Consider the reckless trading provision, which has been described by Professor Peter Watt, perhaps New Zealand’s leading authority on governance issues, as “problematic” even in its purely civil form. Directors can be deemed to have traded recklessly if they take on debt that the company was unlikely to be able to perform but this determination can only be made once it has become apparent that the debts cannot be honoured.
Even under existing laws, the safest thing for directors to do in terms of their own position when a company is in financial difficulty is to “hand over the keys to the bank” and have the company go into receivership. It may be the safest, but is it the best? The answer depends on the circumstances, but the INSOL international workout principles are firmly against such risk aversion, which can unnecessarily destroy economic value and harm stakeholders – including the most vulnerable, the company’s employees.
Looking at this provision with a wider lens, if we’re going to jail directors for incurring debts they can’t perform, why stop there? Why not criminalise anyone who over-extends themselves causing serious loss to their creditors? The short answer is that we used to, but we abandoned the Dickensian debtors’ prison as part of the same civilising impulse that saw an end to witch trials, bear-baiting and the stocks.

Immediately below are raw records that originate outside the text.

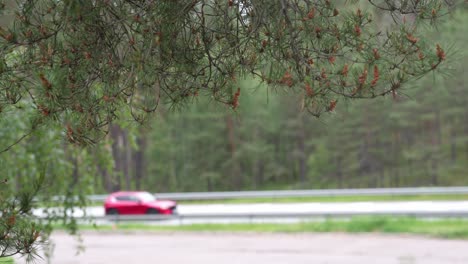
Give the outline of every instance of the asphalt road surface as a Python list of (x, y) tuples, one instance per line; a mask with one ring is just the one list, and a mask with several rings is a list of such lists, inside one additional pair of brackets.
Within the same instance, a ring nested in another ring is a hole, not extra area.
[[(180, 204), (178, 212), (182, 216), (193, 214), (261, 214), (261, 213), (320, 213), (320, 214), (402, 214), (402, 213), (446, 213), (468, 214), (468, 201), (391, 201), (391, 202), (336, 202), (336, 203), (253, 203), (253, 204)], [(43, 215), (42, 209), (34, 214)], [(75, 217), (82, 217), (82, 210), (73, 212)], [(86, 215), (104, 216), (102, 206), (86, 208)], [(249, 220), (247, 220), (249, 221)], [(202, 222), (216, 222), (204, 219)], [(225, 221), (222, 221), (225, 222)], [(184, 221), (184, 224), (192, 224)]]
[(379, 234), (84, 232), (79, 255), (75, 238), (57, 233), (53, 240), (51, 264), (468, 263), (468, 241)]

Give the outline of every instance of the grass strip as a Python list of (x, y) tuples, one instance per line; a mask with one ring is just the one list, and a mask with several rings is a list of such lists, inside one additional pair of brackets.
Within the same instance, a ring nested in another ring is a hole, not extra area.
[(385, 202), (385, 201), (465, 201), (463, 195), (363, 195), (330, 197), (241, 198), (226, 200), (187, 200), (180, 204), (244, 204), (244, 203), (329, 203), (329, 202)]
[(82, 230), (96, 231), (157, 231), (157, 232), (258, 232), (258, 233), (393, 233), (417, 234), (439, 238), (468, 239), (468, 220), (423, 220), (408, 217), (355, 217), (349, 220), (309, 221), (293, 224), (191, 224), (180, 226), (121, 223), (118, 225), (84, 225)]
[(14, 264), (15, 261), (11, 257), (0, 258), (0, 264)]

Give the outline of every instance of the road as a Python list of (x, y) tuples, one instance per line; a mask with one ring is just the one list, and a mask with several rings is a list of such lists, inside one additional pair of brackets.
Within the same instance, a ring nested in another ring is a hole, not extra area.
[[(362, 214), (446, 214), (468, 215), (468, 201), (396, 201), (396, 202), (336, 202), (336, 203), (253, 203), (253, 204), (180, 204), (178, 211), (184, 216), (183, 222), (179, 220), (159, 221), (158, 224), (193, 224), (193, 223), (229, 223), (252, 222), (252, 219), (211, 219), (204, 218), (209, 214), (293, 214), (312, 213), (317, 215), (333, 216), (337, 214), (362, 215)], [(36, 215), (41, 215), (41, 210), (35, 210)], [(76, 217), (83, 216), (83, 211), (75, 210)], [(104, 216), (102, 206), (88, 207), (86, 214), (92, 217)], [(190, 219), (190, 216), (201, 216), (198, 219)], [(285, 222), (299, 221), (300, 219), (259, 219), (261, 222)]]
[(76, 239), (55, 234), (51, 264), (468, 263), (468, 241), (414, 236), (85, 232), (83, 239), (86, 250), (76, 256)]

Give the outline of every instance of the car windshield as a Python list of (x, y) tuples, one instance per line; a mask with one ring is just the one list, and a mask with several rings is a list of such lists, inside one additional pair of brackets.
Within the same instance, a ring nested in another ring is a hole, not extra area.
[(139, 193), (138, 197), (140, 197), (143, 202), (152, 202), (156, 200), (156, 198), (151, 193), (147, 192)]

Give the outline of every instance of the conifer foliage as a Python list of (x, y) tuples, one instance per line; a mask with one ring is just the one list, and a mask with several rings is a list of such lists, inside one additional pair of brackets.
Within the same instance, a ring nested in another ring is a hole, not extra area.
[[(5, 2), (5, 1), (2, 1)], [(0, 109), (34, 108), (30, 127), (59, 123), (88, 145), (109, 123), (141, 122), (161, 103), (207, 96), (233, 109), (253, 75), (304, 94), (320, 115), (339, 99), (395, 94), (445, 60), (418, 35), (444, 1), (38, 0), (2, 4)], [(379, 28), (366, 2), (393, 18)]]

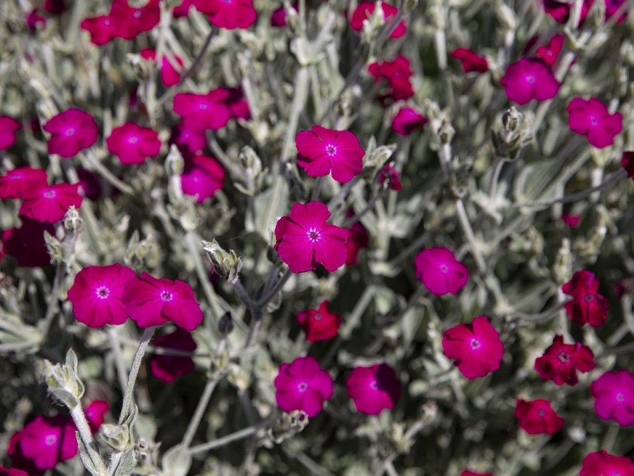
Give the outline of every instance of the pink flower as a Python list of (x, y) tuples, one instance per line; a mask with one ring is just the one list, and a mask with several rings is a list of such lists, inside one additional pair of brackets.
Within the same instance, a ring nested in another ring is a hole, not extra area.
[(298, 357), (282, 364), (275, 379), (276, 401), (285, 412), (301, 410), (309, 418), (324, 408), (333, 396), (333, 378), (312, 357)]
[(79, 188), (79, 184), (55, 184), (25, 192), (20, 214), (38, 221), (59, 221), (71, 206), (82, 206)]
[(465, 73), (486, 73), (489, 70), (487, 59), (469, 48), (456, 48), (449, 56), (460, 61)]
[(295, 136), (297, 163), (310, 177), (328, 175), (345, 184), (363, 168), (365, 152), (352, 132), (313, 126)]
[(499, 369), (504, 346), (485, 315), (471, 324), (459, 324), (442, 334), (442, 350), (467, 378), (484, 377)]
[(392, 410), (400, 399), (401, 385), (396, 372), (387, 364), (355, 367), (346, 380), (348, 396), (358, 412), (379, 415)]
[(568, 107), (568, 124), (571, 131), (588, 136), (588, 142), (597, 149), (612, 145), (614, 137), (623, 131), (623, 116), (610, 114), (598, 99), (573, 99)]
[[(372, 1), (362, 1), (359, 3), (350, 18), (350, 27), (355, 31), (361, 31), (363, 29), (363, 22), (372, 15), (376, 6), (377, 4)], [(387, 24), (391, 24), (398, 14), (398, 8), (385, 2), (381, 2), (381, 9), (383, 10), (383, 20)], [(407, 31), (405, 20), (401, 21), (390, 34), (390, 38), (400, 38)]]
[(22, 128), (20, 122), (8, 116), (0, 116), (0, 150), (15, 144), (15, 131)]
[(634, 476), (634, 463), (601, 449), (583, 459), (579, 476)]
[(543, 355), (535, 359), (535, 371), (545, 380), (552, 380), (556, 385), (576, 385), (579, 382), (577, 371), (589, 372), (596, 365), (594, 354), (587, 345), (576, 342), (564, 344), (564, 336), (556, 335), (552, 344)]
[(308, 309), (295, 315), (306, 333), (308, 342), (327, 341), (337, 335), (341, 325), (341, 316), (328, 310), (330, 301), (324, 301), (318, 309)]
[(248, 28), (257, 20), (252, 0), (193, 0), (192, 3), (196, 10), (207, 15), (211, 24), (219, 28)]
[(561, 429), (564, 419), (558, 415), (548, 400), (515, 401), (515, 418), (520, 428), (529, 435), (554, 435)]
[(183, 193), (196, 197), (196, 203), (202, 203), (222, 189), (225, 169), (211, 156), (194, 156), (185, 159), (181, 184)]
[(427, 123), (427, 118), (413, 107), (401, 107), (392, 119), (392, 130), (400, 135), (409, 135)]
[(564, 294), (574, 298), (564, 304), (573, 322), (580, 326), (589, 324), (593, 327), (605, 323), (610, 304), (604, 296), (597, 292), (599, 284), (593, 273), (582, 269), (561, 286)]
[[(142, 58), (151, 59), (155, 62), (156, 61), (156, 51), (151, 48), (144, 48), (141, 50), (139, 54)], [(174, 55), (174, 61), (179, 65), (178, 69), (176, 69), (174, 64), (170, 62), (167, 57), (164, 56), (161, 59), (160, 80), (163, 81), (163, 84), (167, 87), (177, 84), (179, 84), (179, 81), (181, 80), (181, 73), (179, 73), (179, 70), (182, 70), (185, 64), (183, 62), (182, 58), (176, 55)]]
[(123, 302), (126, 312), (141, 327), (171, 320), (193, 331), (202, 322), (202, 311), (191, 286), (178, 279), (157, 279), (143, 272), (139, 278), (126, 283)]
[(528, 58), (509, 65), (499, 82), (508, 100), (520, 105), (552, 99), (561, 86), (543, 61)]
[(114, 128), (106, 139), (106, 145), (108, 151), (126, 165), (143, 163), (146, 158), (160, 151), (158, 133), (134, 122)]
[(42, 126), (51, 134), (48, 153), (73, 157), (97, 142), (99, 128), (87, 112), (71, 107), (53, 116)]
[(119, 263), (84, 268), (68, 290), (75, 317), (89, 327), (123, 324), (128, 319), (123, 291), (136, 277), (134, 271)]
[(414, 261), (416, 276), (432, 294), (455, 295), (467, 284), (469, 269), (444, 247), (428, 248)]
[[(196, 343), (191, 334), (178, 328), (170, 334), (164, 334), (154, 339), (154, 347), (193, 352)], [(150, 361), (152, 375), (165, 383), (172, 383), (177, 378), (194, 370), (194, 361), (190, 357), (156, 354)]]
[(326, 223), (330, 214), (321, 202), (296, 203), (289, 214), (278, 221), (273, 249), (292, 272), (303, 273), (322, 265), (332, 273), (343, 266), (349, 232)]
[(29, 165), (7, 170), (0, 177), (0, 200), (22, 199), (29, 191), (45, 187), (47, 179), (44, 169)]
[(634, 425), (634, 375), (628, 370), (605, 372), (590, 385), (594, 410), (601, 419)]

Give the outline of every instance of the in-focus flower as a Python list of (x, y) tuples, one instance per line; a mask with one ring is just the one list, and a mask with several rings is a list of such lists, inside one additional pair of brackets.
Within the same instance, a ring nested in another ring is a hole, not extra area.
[(601, 449), (583, 459), (579, 476), (634, 476), (634, 463)]
[[(375, 13), (377, 4), (373, 1), (362, 1), (352, 13), (350, 17), (350, 27), (355, 31), (361, 31), (363, 29), (363, 22), (372, 17)], [(398, 8), (393, 5), (381, 2), (381, 9), (383, 10), (383, 20), (386, 24), (389, 24), (398, 15)], [(396, 28), (390, 34), (390, 38), (400, 38), (407, 31), (405, 20), (402, 20)]]
[(134, 122), (126, 122), (112, 129), (106, 139), (106, 145), (108, 151), (126, 165), (143, 163), (146, 158), (157, 156), (160, 151), (158, 133)]
[(623, 131), (623, 116), (619, 112), (610, 114), (598, 99), (575, 98), (566, 110), (571, 131), (587, 135), (590, 144), (597, 149), (612, 145), (614, 137)]
[(529, 58), (509, 65), (499, 82), (508, 100), (520, 105), (527, 104), (532, 99), (552, 99), (561, 86), (545, 63)]
[(487, 59), (469, 48), (456, 48), (449, 56), (462, 64), (465, 73), (486, 73), (489, 70)]
[(485, 315), (459, 324), (442, 333), (442, 350), (467, 378), (484, 377), (499, 369), (504, 346)]
[(601, 419), (634, 425), (634, 375), (626, 369), (605, 372), (590, 385), (594, 410)]
[(22, 199), (31, 190), (45, 187), (47, 182), (44, 169), (26, 165), (7, 170), (0, 177), (0, 200)]
[(607, 299), (597, 292), (600, 283), (594, 273), (582, 269), (561, 286), (564, 294), (573, 298), (564, 304), (573, 322), (580, 326), (589, 324), (593, 327), (605, 324), (610, 304)]
[(409, 135), (428, 123), (428, 119), (414, 107), (401, 107), (392, 119), (392, 130), (400, 135)]
[(99, 128), (88, 112), (71, 107), (53, 116), (42, 126), (51, 134), (49, 154), (73, 157), (97, 142)]
[(309, 418), (322, 411), (333, 392), (332, 377), (310, 356), (280, 366), (274, 383), (280, 408), (285, 412), (301, 410)]
[[(164, 334), (154, 339), (154, 347), (194, 352), (196, 342), (192, 334), (182, 329), (176, 329), (170, 334)], [(190, 357), (156, 354), (150, 360), (152, 375), (165, 383), (172, 383), (177, 378), (194, 370), (194, 361)]]
[(539, 376), (552, 380), (557, 385), (576, 385), (579, 382), (577, 371), (589, 372), (596, 366), (590, 348), (578, 342), (564, 344), (564, 336), (559, 334), (543, 355), (535, 359), (535, 370)]
[(196, 197), (196, 203), (202, 203), (222, 189), (225, 169), (211, 156), (201, 154), (186, 158), (181, 184), (183, 193)]
[(295, 136), (297, 163), (310, 177), (323, 177), (332, 171), (340, 184), (361, 173), (363, 155), (358, 139), (352, 132), (313, 126)]
[(15, 131), (20, 131), (20, 122), (8, 116), (0, 116), (0, 150), (8, 149), (15, 144)]
[(564, 419), (550, 406), (548, 400), (515, 401), (515, 416), (520, 428), (529, 435), (554, 435), (561, 429)]
[(59, 221), (71, 206), (82, 206), (79, 188), (79, 184), (55, 184), (24, 192), (20, 214), (38, 221)]
[(141, 327), (171, 320), (193, 331), (202, 322), (202, 311), (192, 287), (178, 279), (157, 279), (143, 272), (139, 278), (126, 283), (123, 302), (128, 315)]
[(416, 255), (416, 276), (430, 292), (455, 295), (469, 281), (469, 269), (444, 247), (427, 248)]
[(324, 301), (317, 309), (308, 309), (295, 315), (306, 333), (308, 342), (327, 341), (337, 335), (341, 325), (341, 316), (328, 310), (329, 301)]
[(296, 203), (290, 214), (278, 221), (273, 249), (292, 272), (303, 273), (322, 265), (332, 273), (343, 266), (349, 232), (326, 223), (330, 215), (321, 202)]
[(134, 271), (119, 263), (84, 268), (68, 290), (75, 317), (89, 327), (123, 324), (128, 319), (123, 290), (136, 276)]

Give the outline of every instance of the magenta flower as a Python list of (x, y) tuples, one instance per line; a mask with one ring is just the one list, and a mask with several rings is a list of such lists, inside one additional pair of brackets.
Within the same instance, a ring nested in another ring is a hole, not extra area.
[(211, 156), (201, 154), (186, 158), (181, 184), (183, 193), (196, 197), (196, 203), (202, 203), (222, 189), (225, 169)]
[(387, 364), (356, 367), (346, 380), (348, 396), (358, 412), (379, 415), (392, 410), (400, 399), (401, 385), (396, 372)]
[(579, 476), (634, 476), (634, 463), (626, 456), (617, 456), (605, 449), (583, 459)]
[(123, 291), (136, 277), (134, 271), (119, 263), (84, 268), (68, 290), (75, 317), (89, 327), (123, 324), (128, 319)]
[(508, 100), (520, 105), (527, 104), (531, 99), (552, 99), (561, 86), (543, 61), (528, 58), (509, 65), (499, 82)]
[(15, 144), (15, 131), (22, 128), (20, 122), (8, 116), (0, 116), (0, 150)]
[(593, 327), (605, 323), (610, 304), (605, 297), (597, 292), (600, 283), (593, 273), (582, 269), (561, 286), (564, 294), (573, 298), (564, 304), (573, 322), (580, 326), (589, 324)]
[(605, 372), (590, 385), (594, 410), (601, 419), (634, 425), (634, 375), (628, 370)]
[(328, 175), (345, 184), (361, 173), (365, 154), (352, 132), (313, 126), (295, 136), (297, 163), (310, 177)]
[(333, 396), (333, 378), (312, 357), (297, 357), (282, 364), (275, 379), (276, 401), (285, 412), (301, 410), (309, 418), (324, 408)]
[(575, 98), (566, 110), (571, 131), (587, 135), (590, 144), (597, 149), (612, 145), (614, 137), (623, 131), (623, 116), (619, 112), (610, 114), (598, 99)]
[(504, 346), (485, 315), (459, 324), (442, 333), (442, 350), (467, 378), (484, 377), (499, 369)]
[(7, 170), (0, 177), (0, 200), (22, 199), (31, 190), (45, 187), (47, 179), (44, 169), (27, 165)]
[(332, 273), (343, 266), (349, 232), (326, 223), (330, 214), (321, 202), (296, 203), (289, 214), (278, 221), (273, 249), (292, 272), (303, 273), (322, 265)]
[(520, 421), (520, 428), (529, 435), (544, 433), (554, 435), (564, 426), (564, 419), (552, 409), (548, 400), (518, 399), (515, 417)]
[(53, 116), (42, 126), (51, 134), (48, 153), (73, 157), (97, 142), (99, 129), (87, 112), (72, 107)]
[(126, 312), (141, 327), (171, 320), (193, 331), (202, 322), (202, 311), (192, 287), (178, 279), (157, 279), (143, 272), (139, 278), (126, 283), (123, 302)]
[[(193, 352), (196, 342), (192, 334), (177, 328), (174, 332), (164, 334), (154, 339), (154, 347)], [(190, 357), (156, 354), (150, 360), (152, 375), (165, 383), (172, 383), (181, 375), (194, 370), (194, 361)]]
[(27, 191), (20, 214), (38, 221), (59, 221), (71, 206), (82, 206), (79, 188), (79, 184), (55, 184)]
[(534, 368), (545, 380), (552, 380), (556, 385), (566, 383), (572, 386), (579, 382), (577, 371), (589, 372), (596, 366), (590, 348), (578, 342), (564, 344), (564, 336), (557, 334), (543, 355), (535, 359)]
[(146, 158), (160, 151), (158, 133), (134, 122), (114, 128), (106, 139), (106, 145), (108, 151), (126, 165), (143, 163)]
[(428, 248), (414, 261), (416, 276), (432, 294), (455, 295), (467, 284), (469, 270), (446, 248)]

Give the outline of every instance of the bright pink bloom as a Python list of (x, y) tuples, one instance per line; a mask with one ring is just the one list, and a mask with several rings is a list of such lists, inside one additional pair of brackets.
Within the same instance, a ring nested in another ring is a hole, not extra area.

Neither is the offence required because creditors, or liquidators on their behalf, can already recover from directors personally where they have been shown to have breached the reckless or insolvent trading provisions of the Companies Act. Adding a crime into this framework tilts the dial strongly against managed workouts and reduces the incentives on creditors to monitor and manage their own position.
Similarly with the failure to act in the company’s “best interests”. Let’s begin with what it’s not. It’s not deceit, false accounting, misstatement when offering securities, theft in a special relationship or fraudulent trading – all of which (and much more besides) are crimes for which directors are already personally liable, represent legitimate matters of public interest, and are not so abstract as to be literally “in the eye of the beholder”.
The elements of the “best interests” offence are much more slippery and imprecise, encompassing everything from various levels of negligence, to disloyalty and other forms of “mismotivation” (what the economists simply call “agency costs”). From a prosecutor’s perspective, then, it is something of a one-size-fits-all, which can be wheeled out whenever there is a damaging corporate failure.
The ready retort to these concerns is that these crimes all require “knowledge”. In the context of corporate decision-making, however, a knowledge element by itself is an inadequate marker of the sort of “egregiousness” that is supposed to make us comfortable with attaching criminal sanctions to otherwise legitimate business activities.
Little that a company does is accidental and it is all under the ultimate management of the directors. If a company fails, the situation is very often serious, or even “egregious”, for those impacted by it. The real issue then becomes the assessment of prosecutors and the courts about the business judgements of the directors, influenced heavily by their eventual outcomes.
Which brings us back to Professor Bainbridge’s point. Risk and return are positively correlated. Shareholders, and the economy, benefit from directors taking legitimate risks. Where there is no theft, deceit or misstatement, how are prosecutors and judges to distinguish between competent risk-taking and criminal mismanagement? The efficiency costs of risk aversion and standing still are no less real for being invisible.
For every Enron there is an Apple. Companies come to grief, causing harm, but they are also a vital part of the engine for economic growth, innovation and human aspiration. The company form was originally born out of the risky venture of sending goods around the world in sailing ships. That’s the function companies are going to have to continue to fulfil if we’re going to get anywhere.
This article first appeared in the September issue of Boardroom Magazine.